On Gratitude, Suffering, and Saving the World
November 21, 2018
Disclaimer: Though it may seem otherwise on the surface, the purpose of this post is not to stroke my own ego. The purpose is to demonstrate the importance of living our values.
As Rev. Susan Frederick-Gray said, “this is no time for casual faith.” My conscience and my faith motivate me to answer the call of love at every opportunity. I do not do it for likes or recognition. I do it because the right thing to do is to help a fellow traveler whenever and wherever I can.
I am not good at math. I am also an eternal optimist and a little bit impulsive, sometimes likely to throw myself headfirst into something and not realize until it is too late that I probably should have thought things through a little more.
As a child, this got me into trouble often. Things like gluing a classmate’s foot to the floor, dumping potting soil on the head of another child who bullied me, or starting a petition to improve the cafeteria food came naturally to me, and I often failed to consider the consequences before I leaped into action. I also spent a good bit of time in the principal’s office.
As an adult, it is much more tame and looks a little more like finding a recipe which calls for four cups of cubed sweet potatoes and ending up with sixteen cups of cubed sweet potatoes.
What can I say, I’m just a go big or go home kind of person.
Henry and I are attending two Thanksgiving events tomorrow – a potluck at one of Knoxville UU churches, and Happy Fat Kid Day Shenanigans, orchestrated by my aunt. I was charged with making a side dish to share for both.
So, this morning, Henry and I headed to Wal-Mart with the rest of humanity to get ingredients. I picked out six large sweet potatoes, some strawberry Poptarts, some holiday decorations, a bottle of glittery nail polish, and a Paw Patrol blanket. Just the necessities, really.
Henry fell asleep on the way home. I put him on the couch with his Paw Patrol blanket and got to work peeling and chopping sweet potatoes. About halfway through, I thought, “maybe I got too many sweet potatoes. I should probably just double the recipe.”
When all was said, done, chopped, and boiled, I had sixteen cups of sweet potatoes. So, I quadrupled the recipe and wondered what I was going to do with all of these freaking sweet potatoes.
A while back, while working at a restaurant, a member of the kitchen staff accidentally overcooked some garlic knots. They were a little brown, but definitely edible. Unfortunately, standard operating procedure in most restaurants is to discard anything unsellable and document it as food waste. Fortunately, I was able to convince my manager to let me take them to a homeless shelter instead.
That evening, I drove to Knox Area Rescue Ministries in downtown Knoxville. I carried in two plastic shopping bags of slightly-burned garlic knots and apologized to the man at the desk that I hadn’t brought more. There were easily a couple hundred people in and around the facility and they all needed to be fed. What could a few dozen slightly-burned garlic knots do to even begin putting a dent in their hunger?
The man at the desk shook his head and thanked me. He told me that they accept food donations in the form of any amount of anything edible. They piece together the donations with other food sources and they come together to make full meals.
I left, still convinced that I had not done enough and wishing I could do more.
So, what about the sweet potato predicament?
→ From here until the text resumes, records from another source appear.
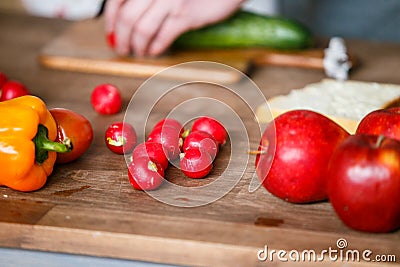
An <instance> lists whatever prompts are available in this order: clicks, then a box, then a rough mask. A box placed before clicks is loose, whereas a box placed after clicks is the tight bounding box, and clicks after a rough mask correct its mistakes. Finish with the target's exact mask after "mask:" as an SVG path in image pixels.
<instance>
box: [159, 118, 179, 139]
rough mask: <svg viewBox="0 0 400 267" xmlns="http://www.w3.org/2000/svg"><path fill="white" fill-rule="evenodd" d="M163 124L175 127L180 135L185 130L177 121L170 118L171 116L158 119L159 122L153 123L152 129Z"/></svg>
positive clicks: (163, 125) (178, 122)
mask: <svg viewBox="0 0 400 267" xmlns="http://www.w3.org/2000/svg"><path fill="white" fill-rule="evenodd" d="M165 125H168V126H171V127H174V128H176V129H177V130H179V132H180V134H181V135H182V134H183V132H184V131H185V129H184V128H183V126H182V124H181V123H180V122H179V121H177V120H175V119H172V118H166V119H163V120H160V121H159V122H157V123H156V125H154V128H153V129H155V128H157V127H160V126H165Z"/></svg>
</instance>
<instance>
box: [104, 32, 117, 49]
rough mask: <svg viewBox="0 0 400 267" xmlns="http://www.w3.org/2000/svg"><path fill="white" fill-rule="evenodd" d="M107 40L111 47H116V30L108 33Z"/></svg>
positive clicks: (109, 45)
mask: <svg viewBox="0 0 400 267" xmlns="http://www.w3.org/2000/svg"><path fill="white" fill-rule="evenodd" d="M106 40H107V44H108V45H109V46H110V47H111V48H115V46H116V44H117V42H116V39H115V33H114V32H110V33H108V34H107V35H106Z"/></svg>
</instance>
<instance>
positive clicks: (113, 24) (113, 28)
mask: <svg viewBox="0 0 400 267" xmlns="http://www.w3.org/2000/svg"><path fill="white" fill-rule="evenodd" d="M124 2H125V0H108V1H106V5H105V8H104V19H105V25H104V26H105V32H106V33H107V34H109V33H112V32H114V27H115V21H116V18H117V14H118V9H119V8H120V7H121V5H122V4H123V3H124Z"/></svg>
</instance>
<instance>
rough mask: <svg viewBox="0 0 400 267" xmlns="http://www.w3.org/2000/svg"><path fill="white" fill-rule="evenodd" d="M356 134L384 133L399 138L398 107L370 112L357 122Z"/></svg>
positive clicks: (399, 130)
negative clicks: (356, 128) (358, 121)
mask: <svg viewBox="0 0 400 267" xmlns="http://www.w3.org/2000/svg"><path fill="white" fill-rule="evenodd" d="M356 134H372V135H384V136H386V137H390V138H394V139H397V140H400V107H395V108H389V109H379V110H374V111H372V112H370V113H369V114H367V115H366V116H365V117H364V118H363V119H362V120H361V121H360V123H359V124H358V127H357V130H356Z"/></svg>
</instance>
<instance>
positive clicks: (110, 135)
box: [104, 122, 137, 155]
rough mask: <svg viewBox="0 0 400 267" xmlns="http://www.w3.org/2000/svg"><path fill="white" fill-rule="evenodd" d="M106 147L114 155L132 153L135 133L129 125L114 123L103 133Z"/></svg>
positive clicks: (135, 144)
mask: <svg viewBox="0 0 400 267" xmlns="http://www.w3.org/2000/svg"><path fill="white" fill-rule="evenodd" d="M104 139H105V142H106V145H107V147H108V148H109V149H110V150H111V151H112V152H114V153H116V154H121V155H122V154H127V153H130V152H132V150H133V148H134V147H135V145H136V140H137V136H136V131H135V129H134V128H133V126H132V125H131V124H129V123H126V122H125V123H124V122H116V123H112V124H110V126H108V128H107V130H106V133H105V138H104Z"/></svg>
When Henry wakes up from his nap, we will get in the car and take two pans of sweet potato casserole to Knox Area Rescue Ministries.
Though my initial instinct is to protect Henry in every situation, I cannot protect him from the truth of the injustice of the world. What I can do is teach him that his voice matters, and his privilege is a platform to use his voice to challenge the inequality which so often causes suffering.
And honestly, I don’t know that I would want Henry to be protected from the truth. Being sheltered from suffering not only postponed the Buddha’s enlightenment by years, but also did not change the fact that suffering exists.
Months ago, I was lamenting to one of my dear friends that I could not singlehandedly save the world. She listened patiently and then told me gently, in the way she so often does when I’m getting worked up about something with an obvious solution:
“Saving the world is a team effort.”
Two pans of sweet potato casserole will not feed all the hungry people in Knoxville tonight, but they will help.
On this Thanksgiving Eve, I’d like to suggest that there were no natives or pilgrims at that gathering in 1621.
I suggest that there were all natives and pilgrims simultaneously.
Native to their own ways of life, beliefs, and needs. Pilgrims in a new journey of togetherness and in their individual journeys through life and the Universe.
There is no us or them.
There is only us, and together, one step at a time with everyone doing what they can, is the only way we can all move forward.
“And whether one member suffer, all the members suffer with it; or one member be honoured, all the members rejoice with it.”
King James Bible, 1 Corinthians 12:26
“Be excellent to each other.”
Bill and Ted’s Excellent Adventure
“I am not free while any woman is unfree, even when her shackles are very different from my own.”